Possession Obsession: Andy Warhol and Collecting
Edited by John W. Smith
The Andy Warhol Museum
160 pages, $39.95
Andy Warhol
by Christopher Makos
Charta. 412 pages, $29.95
Andy Warhol: Drawing and Illustrations of the 1950’s
Distributed Arts Publishers
112 pages, $9.95
Keith Haring: Heaven and Hell
Edited by Götz Adriani
Hatje Cantz Publishers. 200 pages, $45.
ANDY WARHOL and Keith Haring met in person in 1983, near the end of the senior artist’s career but still in the flowering of Haring’s all-too-brief life (he died in 1990). What seems to have excited Warhol most about the younger artist was his plan to open a retail outlet for the sale of his work. The Pop Shop opened its doors in 1986 and sold Haring-designed merchandise that featured his artwork on T-shirts, posters, and even inflatable animals, among other commercially produced items.
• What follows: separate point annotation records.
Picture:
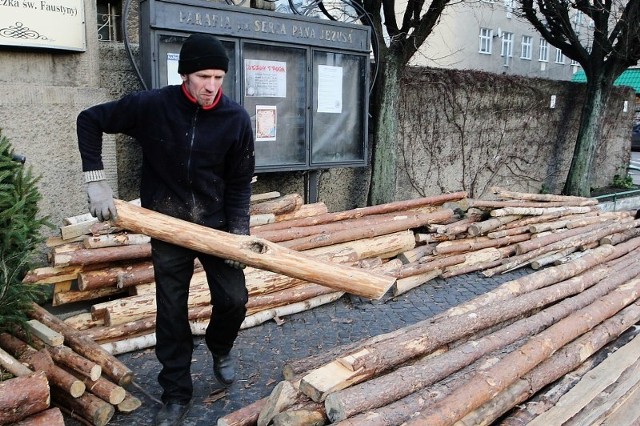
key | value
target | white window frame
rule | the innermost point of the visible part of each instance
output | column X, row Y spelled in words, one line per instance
column 544, row 51
column 526, row 47
column 486, row 41
column 507, row 45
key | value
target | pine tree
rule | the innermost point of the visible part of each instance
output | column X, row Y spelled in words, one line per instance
column 19, row 237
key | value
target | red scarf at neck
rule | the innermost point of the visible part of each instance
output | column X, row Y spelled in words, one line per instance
column 195, row 101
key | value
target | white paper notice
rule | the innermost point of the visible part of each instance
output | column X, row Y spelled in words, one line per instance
column 172, row 69
column 329, row 89
column 267, row 79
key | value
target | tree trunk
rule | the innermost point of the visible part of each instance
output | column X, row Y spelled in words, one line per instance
column 516, row 364
column 385, row 145
column 251, row 251
column 595, row 104
column 23, row 396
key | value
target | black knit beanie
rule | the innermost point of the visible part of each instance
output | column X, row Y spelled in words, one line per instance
column 202, row 52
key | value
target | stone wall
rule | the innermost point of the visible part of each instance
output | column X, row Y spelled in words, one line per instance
column 459, row 131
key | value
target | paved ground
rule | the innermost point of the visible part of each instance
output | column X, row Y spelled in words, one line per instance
column 262, row 351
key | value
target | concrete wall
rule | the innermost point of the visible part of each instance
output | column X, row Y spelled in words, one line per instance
column 42, row 92
column 466, row 130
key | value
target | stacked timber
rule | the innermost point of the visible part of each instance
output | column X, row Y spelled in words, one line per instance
column 353, row 251
column 56, row 370
column 535, row 350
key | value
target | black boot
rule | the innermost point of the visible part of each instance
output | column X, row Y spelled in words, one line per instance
column 172, row 414
column 223, row 369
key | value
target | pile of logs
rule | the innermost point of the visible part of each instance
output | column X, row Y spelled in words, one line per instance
column 486, row 359
column 52, row 364
column 300, row 256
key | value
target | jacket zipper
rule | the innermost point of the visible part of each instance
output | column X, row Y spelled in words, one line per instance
column 191, row 143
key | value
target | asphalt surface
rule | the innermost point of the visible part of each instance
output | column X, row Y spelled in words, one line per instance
column 262, row 351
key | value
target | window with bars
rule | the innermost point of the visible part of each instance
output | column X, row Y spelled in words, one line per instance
column 527, row 43
column 544, row 51
column 486, row 36
column 109, row 20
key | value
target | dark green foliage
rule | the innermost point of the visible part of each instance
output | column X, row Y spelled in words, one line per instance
column 19, row 237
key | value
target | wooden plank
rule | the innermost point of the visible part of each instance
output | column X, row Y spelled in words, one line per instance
column 590, row 385
column 251, row 251
column 44, row 333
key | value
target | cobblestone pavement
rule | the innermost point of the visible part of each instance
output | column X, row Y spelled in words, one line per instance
column 262, row 351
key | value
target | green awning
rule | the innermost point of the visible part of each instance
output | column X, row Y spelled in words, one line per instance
column 630, row 77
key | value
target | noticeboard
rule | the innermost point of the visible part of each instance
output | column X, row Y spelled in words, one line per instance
column 304, row 81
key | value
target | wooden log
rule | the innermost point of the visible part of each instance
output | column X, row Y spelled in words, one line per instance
column 568, row 199
column 72, row 296
column 88, row 406
column 480, row 389
column 256, row 198
column 251, row 251
column 620, row 237
column 49, row 417
column 367, row 231
column 488, row 225
column 115, row 240
column 23, row 396
column 519, row 260
column 478, row 243
column 261, row 219
column 12, row 365
column 44, row 333
column 416, row 253
column 405, row 284
column 41, row 360
column 365, row 211
column 305, row 210
column 110, row 365
column 284, row 204
column 129, row 404
column 393, row 386
column 245, row 416
column 105, row 390
column 370, row 361
column 526, row 211
column 300, row 232
column 101, row 255
column 300, row 418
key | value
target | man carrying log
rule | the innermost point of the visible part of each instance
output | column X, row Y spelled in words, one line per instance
column 198, row 161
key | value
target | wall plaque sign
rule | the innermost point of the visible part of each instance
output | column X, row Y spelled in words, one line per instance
column 50, row 24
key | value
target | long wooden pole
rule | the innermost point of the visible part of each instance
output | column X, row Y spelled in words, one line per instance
column 253, row 251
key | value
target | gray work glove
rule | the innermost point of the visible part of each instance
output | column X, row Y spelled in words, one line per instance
column 101, row 203
column 235, row 264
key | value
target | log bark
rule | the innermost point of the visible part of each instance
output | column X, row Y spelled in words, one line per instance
column 83, row 256
column 385, row 389
column 91, row 408
column 526, row 211
column 49, row 417
column 568, row 199
column 371, row 361
column 576, row 358
column 111, row 366
column 251, row 251
column 367, row 231
column 482, row 388
column 23, row 396
column 114, row 240
column 365, row 211
column 488, row 225
column 41, row 360
column 247, row 415
column 284, row 204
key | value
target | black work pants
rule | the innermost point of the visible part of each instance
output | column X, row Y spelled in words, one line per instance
column 173, row 269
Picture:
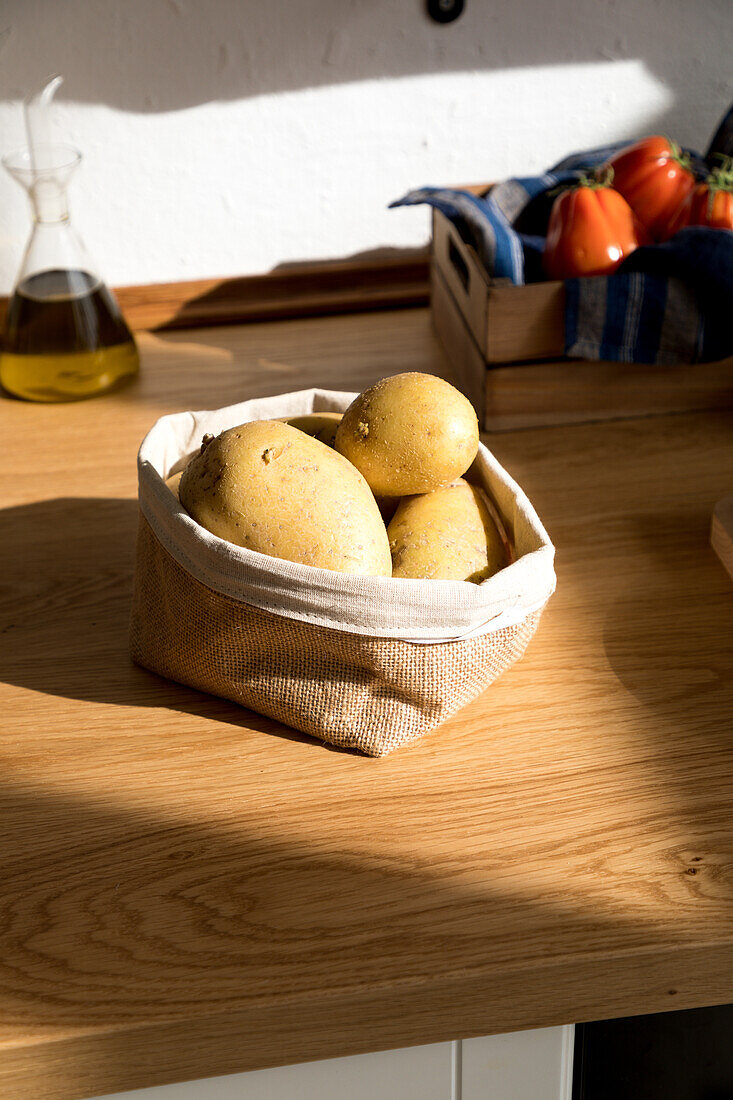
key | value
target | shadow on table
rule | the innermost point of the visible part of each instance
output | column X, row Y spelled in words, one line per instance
column 66, row 571
column 120, row 906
Warhol had strongly encouraged Haring to pursue this enterprise, which, after all, was entirely consistent with Warhol’s own conflation of “high” art and “low.” What’s more, Warhol was at this stage of his life increasingly indulging his obsession with commercial culture by collecting its artifacts in great heaps, culling the dealerships of New York as a daily ritual: in short, by shopping.
Among the recent books in the never-ending supply of Warholiana are the beautiful Possession Obsession, and two small, quirky ones, a book of photographs of Warhol by Christopher Makos that includes virtually no text, and a book of “drawings and illustrations” that reproduce Warhol’s early illustrations as a commercial artist. Keith Haring, who was much more widely respected in Europe than in the U.S., is also the subject of a new work, a handsomely produced book entitled Keith Haring: Heaven and Hell. All four of these books have something of interest to offer both aficionados of pop art and pop culture and to those yet to be initiated into the worlds of these two artists.